Inside there were plenty of metal railings, knobs, stairs and panels on the floor. But no visual clues about whether or not they were connected to a wire somewhere.

"I don't know, Rhyme," she said uncertainly. "There's metal, sure. But most of the floor's carpeted or covered with linoleum. That's gotta be a bad conductor."

Was he just going to start a fire and burn the place down?

Thirteen minutes.

"Keep looking, Sachs."

She tried Charlie Sommers's noncontact current detector and it gave occasional indications of voltage but nothing higher than house current. And the source wasn't in the places that would be the most likely to kill or injure anyone.

Through the window, a flashing yellow light caught her eye. It was an Algonquin Consolidated truck with a sign on the side, reading
Emergency Maintenance.
She recognized two of the four occupants, Bernie Wahl, the security chief, and Bob Cavanaugh, the Operations VP. They ran up to a cluster of officers, including Nancy Simpson.

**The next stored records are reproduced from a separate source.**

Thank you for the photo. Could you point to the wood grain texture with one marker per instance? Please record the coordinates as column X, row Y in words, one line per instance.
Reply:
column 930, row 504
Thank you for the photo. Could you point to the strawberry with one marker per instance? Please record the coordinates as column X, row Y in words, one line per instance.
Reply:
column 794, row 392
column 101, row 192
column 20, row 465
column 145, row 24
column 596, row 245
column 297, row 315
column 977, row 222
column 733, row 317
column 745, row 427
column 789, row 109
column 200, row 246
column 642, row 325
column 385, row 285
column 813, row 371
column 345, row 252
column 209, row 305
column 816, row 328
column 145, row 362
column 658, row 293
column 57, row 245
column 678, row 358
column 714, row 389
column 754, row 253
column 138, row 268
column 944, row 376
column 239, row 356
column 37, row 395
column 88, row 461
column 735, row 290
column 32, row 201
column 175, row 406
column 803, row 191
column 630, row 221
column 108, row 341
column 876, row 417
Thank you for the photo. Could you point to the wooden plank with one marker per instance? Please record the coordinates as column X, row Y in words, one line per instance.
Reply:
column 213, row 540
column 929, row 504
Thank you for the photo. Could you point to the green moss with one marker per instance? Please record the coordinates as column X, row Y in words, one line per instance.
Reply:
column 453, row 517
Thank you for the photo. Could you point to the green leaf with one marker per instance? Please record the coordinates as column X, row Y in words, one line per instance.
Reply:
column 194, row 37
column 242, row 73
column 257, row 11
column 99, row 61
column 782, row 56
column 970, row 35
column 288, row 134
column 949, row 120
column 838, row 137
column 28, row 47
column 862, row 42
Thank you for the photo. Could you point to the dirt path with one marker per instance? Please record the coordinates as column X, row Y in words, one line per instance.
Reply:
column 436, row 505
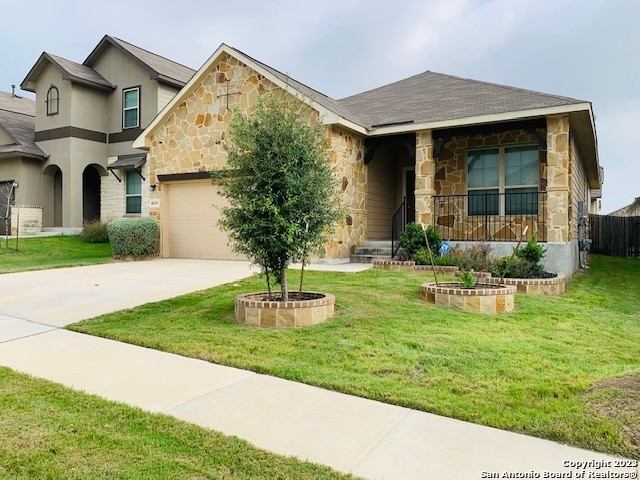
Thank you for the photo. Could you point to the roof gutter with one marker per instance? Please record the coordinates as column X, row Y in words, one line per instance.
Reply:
column 480, row 119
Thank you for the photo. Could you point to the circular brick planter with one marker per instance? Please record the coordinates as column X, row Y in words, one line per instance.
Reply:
column 409, row 265
column 254, row 309
column 552, row 287
column 485, row 298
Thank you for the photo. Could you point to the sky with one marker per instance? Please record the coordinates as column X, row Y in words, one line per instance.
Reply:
column 584, row 49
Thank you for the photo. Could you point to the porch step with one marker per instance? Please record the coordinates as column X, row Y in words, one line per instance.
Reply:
column 376, row 244
column 358, row 258
column 62, row 230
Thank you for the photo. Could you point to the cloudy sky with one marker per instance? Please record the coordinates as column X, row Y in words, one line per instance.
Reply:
column 585, row 49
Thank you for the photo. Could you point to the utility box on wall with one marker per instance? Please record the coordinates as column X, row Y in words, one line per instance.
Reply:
column 26, row 220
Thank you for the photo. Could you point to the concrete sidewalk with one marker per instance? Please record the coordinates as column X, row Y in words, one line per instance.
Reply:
column 370, row 439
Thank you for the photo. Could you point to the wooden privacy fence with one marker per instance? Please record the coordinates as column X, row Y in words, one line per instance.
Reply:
column 615, row 236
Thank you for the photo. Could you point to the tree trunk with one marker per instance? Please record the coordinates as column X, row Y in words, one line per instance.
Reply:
column 283, row 284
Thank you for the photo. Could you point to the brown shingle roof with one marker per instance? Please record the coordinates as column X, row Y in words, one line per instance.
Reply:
column 160, row 68
column 432, row 97
column 17, row 118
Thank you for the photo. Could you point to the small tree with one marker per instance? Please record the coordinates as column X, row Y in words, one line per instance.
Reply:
column 280, row 186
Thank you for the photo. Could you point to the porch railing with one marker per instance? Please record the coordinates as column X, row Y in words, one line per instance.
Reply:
column 398, row 224
column 496, row 217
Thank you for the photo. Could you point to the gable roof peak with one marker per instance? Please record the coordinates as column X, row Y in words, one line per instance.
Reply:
column 160, row 68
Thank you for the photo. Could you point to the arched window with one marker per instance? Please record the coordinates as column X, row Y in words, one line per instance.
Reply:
column 53, row 100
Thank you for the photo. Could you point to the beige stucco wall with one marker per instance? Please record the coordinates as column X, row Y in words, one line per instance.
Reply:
column 580, row 191
column 52, row 76
column 123, row 72
column 112, row 194
column 558, row 184
column 165, row 95
column 26, row 220
column 27, row 172
column 88, row 108
column 5, row 138
column 192, row 140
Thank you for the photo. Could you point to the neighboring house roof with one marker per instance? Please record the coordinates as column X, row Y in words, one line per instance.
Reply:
column 631, row 210
column 433, row 97
column 160, row 68
column 17, row 118
column 75, row 72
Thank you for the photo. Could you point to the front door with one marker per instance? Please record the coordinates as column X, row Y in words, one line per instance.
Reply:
column 410, row 193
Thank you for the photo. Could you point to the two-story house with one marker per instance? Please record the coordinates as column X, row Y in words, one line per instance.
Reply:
column 86, row 117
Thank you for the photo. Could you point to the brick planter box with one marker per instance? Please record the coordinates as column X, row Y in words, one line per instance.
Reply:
column 253, row 309
column 486, row 298
column 552, row 287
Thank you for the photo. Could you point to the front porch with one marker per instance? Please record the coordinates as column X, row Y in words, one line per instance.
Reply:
column 478, row 183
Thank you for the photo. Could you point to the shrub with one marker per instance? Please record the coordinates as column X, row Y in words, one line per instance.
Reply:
column 447, row 260
column 134, row 237
column 95, row 232
column 466, row 279
column 476, row 258
column 515, row 267
column 532, row 251
column 412, row 240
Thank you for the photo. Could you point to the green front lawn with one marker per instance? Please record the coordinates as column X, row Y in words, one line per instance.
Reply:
column 48, row 431
column 51, row 252
column 534, row 371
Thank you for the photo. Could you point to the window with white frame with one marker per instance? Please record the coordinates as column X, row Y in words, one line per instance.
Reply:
column 133, row 192
column 53, row 101
column 503, row 181
column 131, row 107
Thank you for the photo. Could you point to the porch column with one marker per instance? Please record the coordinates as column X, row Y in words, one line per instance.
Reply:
column 425, row 177
column 558, row 178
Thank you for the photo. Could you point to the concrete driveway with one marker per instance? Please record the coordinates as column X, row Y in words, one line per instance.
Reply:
column 62, row 296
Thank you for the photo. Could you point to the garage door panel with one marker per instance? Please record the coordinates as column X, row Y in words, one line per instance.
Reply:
column 194, row 212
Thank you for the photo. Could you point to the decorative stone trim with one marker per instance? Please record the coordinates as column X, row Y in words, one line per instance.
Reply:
column 485, row 298
column 394, row 264
column 444, row 269
column 552, row 287
column 250, row 309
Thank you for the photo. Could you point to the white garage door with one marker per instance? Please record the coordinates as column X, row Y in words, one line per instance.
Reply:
column 194, row 210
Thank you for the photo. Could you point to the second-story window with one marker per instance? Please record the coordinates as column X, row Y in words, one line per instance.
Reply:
column 131, row 107
column 53, row 101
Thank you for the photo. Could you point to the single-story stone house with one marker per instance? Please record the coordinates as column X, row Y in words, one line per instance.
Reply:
column 631, row 210
column 480, row 161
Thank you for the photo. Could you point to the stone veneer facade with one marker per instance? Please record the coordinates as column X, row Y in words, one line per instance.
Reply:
column 192, row 140
column 447, row 175
column 451, row 179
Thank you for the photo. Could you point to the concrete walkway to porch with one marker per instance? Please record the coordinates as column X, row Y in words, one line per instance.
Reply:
column 370, row 439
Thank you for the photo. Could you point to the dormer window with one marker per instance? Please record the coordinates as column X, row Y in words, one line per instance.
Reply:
column 131, row 107
column 53, row 101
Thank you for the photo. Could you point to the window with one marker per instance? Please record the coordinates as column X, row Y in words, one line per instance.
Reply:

It was as she was looking through the plate glass at the three of them that Sachs noticed for the first time what was next door to the school. A construction site for a large high-rise. The crews were doing the ironwork, bolting and welding the girders into place.

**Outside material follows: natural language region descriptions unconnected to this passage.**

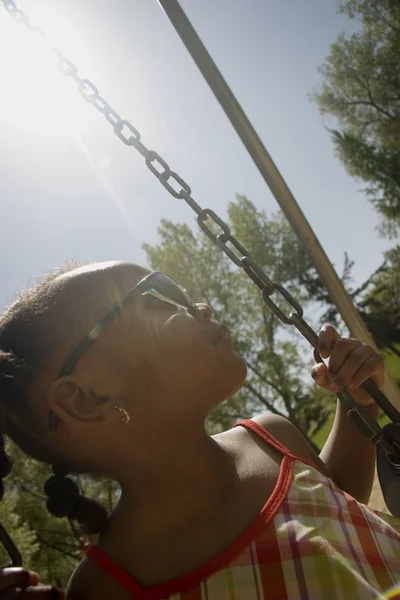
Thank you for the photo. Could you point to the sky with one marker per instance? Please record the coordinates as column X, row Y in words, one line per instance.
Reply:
column 71, row 189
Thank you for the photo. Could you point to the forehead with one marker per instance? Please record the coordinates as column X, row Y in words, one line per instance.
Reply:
column 102, row 280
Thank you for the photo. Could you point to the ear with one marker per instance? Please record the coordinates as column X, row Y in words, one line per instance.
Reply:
column 76, row 405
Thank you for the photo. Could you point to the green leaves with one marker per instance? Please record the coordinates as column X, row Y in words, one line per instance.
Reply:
column 361, row 90
column 277, row 366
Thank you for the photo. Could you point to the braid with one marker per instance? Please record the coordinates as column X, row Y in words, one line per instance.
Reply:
column 65, row 500
column 5, row 465
column 24, row 348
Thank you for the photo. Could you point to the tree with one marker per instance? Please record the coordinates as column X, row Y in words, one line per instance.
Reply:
column 277, row 370
column 50, row 546
column 361, row 90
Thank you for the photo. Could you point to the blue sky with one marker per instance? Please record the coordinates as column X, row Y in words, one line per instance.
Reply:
column 71, row 189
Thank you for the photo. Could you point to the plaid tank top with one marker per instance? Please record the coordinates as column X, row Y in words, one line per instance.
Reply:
column 311, row 540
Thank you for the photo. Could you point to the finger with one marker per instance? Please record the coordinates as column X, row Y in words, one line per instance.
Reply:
column 353, row 361
column 17, row 577
column 340, row 354
column 326, row 340
column 320, row 375
column 34, row 593
column 373, row 367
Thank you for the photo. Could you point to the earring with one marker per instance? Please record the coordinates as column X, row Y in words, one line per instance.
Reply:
column 125, row 417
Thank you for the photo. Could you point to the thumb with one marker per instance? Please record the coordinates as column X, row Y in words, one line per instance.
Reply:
column 321, row 375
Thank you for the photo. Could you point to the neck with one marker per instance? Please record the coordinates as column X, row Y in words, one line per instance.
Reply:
column 174, row 474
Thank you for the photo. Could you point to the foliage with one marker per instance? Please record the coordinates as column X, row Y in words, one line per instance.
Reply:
column 277, row 369
column 361, row 90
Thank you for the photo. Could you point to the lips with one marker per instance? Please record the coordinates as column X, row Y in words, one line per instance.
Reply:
column 221, row 333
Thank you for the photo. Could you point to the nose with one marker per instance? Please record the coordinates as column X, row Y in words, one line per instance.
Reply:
column 203, row 313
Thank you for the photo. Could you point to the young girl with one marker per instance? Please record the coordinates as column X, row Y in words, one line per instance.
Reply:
column 109, row 369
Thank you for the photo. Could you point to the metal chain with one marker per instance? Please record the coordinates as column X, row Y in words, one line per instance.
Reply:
column 206, row 218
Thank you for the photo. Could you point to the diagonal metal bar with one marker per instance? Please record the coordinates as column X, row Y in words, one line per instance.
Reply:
column 273, row 178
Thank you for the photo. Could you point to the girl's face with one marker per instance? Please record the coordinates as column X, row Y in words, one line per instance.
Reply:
column 163, row 361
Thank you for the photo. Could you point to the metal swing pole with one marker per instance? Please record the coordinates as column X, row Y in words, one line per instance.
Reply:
column 273, row 179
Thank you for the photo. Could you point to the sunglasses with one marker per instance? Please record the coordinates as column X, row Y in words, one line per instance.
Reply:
column 155, row 284
column 11, row 549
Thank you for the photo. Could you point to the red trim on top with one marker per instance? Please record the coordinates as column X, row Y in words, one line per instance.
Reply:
column 271, row 441
column 221, row 560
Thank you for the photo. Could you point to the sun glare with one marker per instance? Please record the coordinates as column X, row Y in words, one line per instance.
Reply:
column 35, row 96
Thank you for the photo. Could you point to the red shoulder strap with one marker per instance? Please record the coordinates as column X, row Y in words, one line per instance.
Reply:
column 107, row 564
column 268, row 438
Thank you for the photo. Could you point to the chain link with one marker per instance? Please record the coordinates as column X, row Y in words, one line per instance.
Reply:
column 179, row 189
column 207, row 219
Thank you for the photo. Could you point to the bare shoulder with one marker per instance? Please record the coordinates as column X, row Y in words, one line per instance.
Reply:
column 89, row 582
column 289, row 436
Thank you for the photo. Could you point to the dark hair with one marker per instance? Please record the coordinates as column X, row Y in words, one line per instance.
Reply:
column 27, row 340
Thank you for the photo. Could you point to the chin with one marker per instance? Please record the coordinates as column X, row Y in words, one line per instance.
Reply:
column 234, row 376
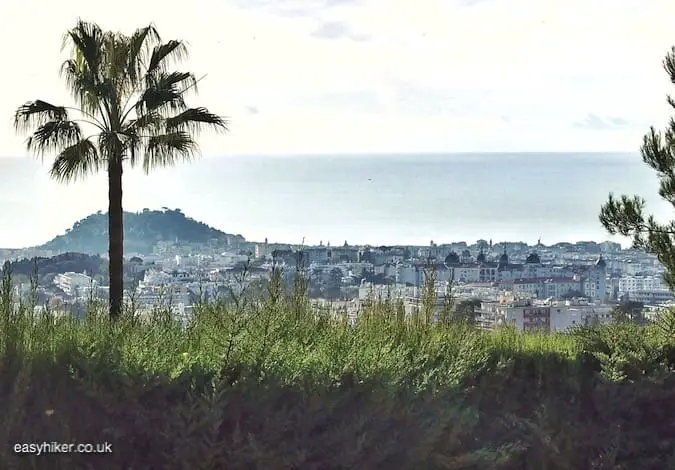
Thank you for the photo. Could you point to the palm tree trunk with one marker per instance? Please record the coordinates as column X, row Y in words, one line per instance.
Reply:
column 115, row 237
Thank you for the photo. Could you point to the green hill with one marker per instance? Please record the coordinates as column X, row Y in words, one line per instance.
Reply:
column 142, row 230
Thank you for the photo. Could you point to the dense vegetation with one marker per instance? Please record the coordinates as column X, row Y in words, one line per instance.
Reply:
column 267, row 382
column 142, row 230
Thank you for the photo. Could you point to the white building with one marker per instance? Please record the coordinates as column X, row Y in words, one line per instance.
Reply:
column 652, row 296
column 546, row 288
column 528, row 315
column 631, row 283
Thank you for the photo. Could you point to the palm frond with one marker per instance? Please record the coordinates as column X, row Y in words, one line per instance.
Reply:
column 87, row 40
column 36, row 113
column 140, row 45
column 194, row 119
column 166, row 149
column 163, row 54
column 76, row 161
column 53, row 136
column 84, row 88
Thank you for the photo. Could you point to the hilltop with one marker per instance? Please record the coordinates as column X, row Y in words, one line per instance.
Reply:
column 142, row 230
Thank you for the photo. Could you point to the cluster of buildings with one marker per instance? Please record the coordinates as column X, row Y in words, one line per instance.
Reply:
column 543, row 287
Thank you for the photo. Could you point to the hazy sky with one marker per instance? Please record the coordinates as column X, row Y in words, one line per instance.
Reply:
column 363, row 76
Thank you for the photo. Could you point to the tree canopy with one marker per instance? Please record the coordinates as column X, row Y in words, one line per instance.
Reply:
column 626, row 216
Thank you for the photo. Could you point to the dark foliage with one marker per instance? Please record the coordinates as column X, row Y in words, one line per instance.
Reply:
column 142, row 231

She looked back to the lobby but felt a slam in her gut. She spun back to gaze at the job site.

Metal. The entire structure was pure metal.

"Rhyme," she said softly, "I don't think it's the school at all."

"What do you mean?"

She explained.

"Steel . . . Sure, Sachs, it makes sense. Try to get the workers down. I'll call Lon and have him coordinate with ESU."

She pushed out the door and ran toward the trailer that was the general contractor's office for the high-rise construction. She glanced up at the twenty, twenty-five stories of metal that were about to become a live wire, on which easily two hundred workers were perched. And counted only two small elevators to carry them down to safety.

The time was ten minutes until one p.m.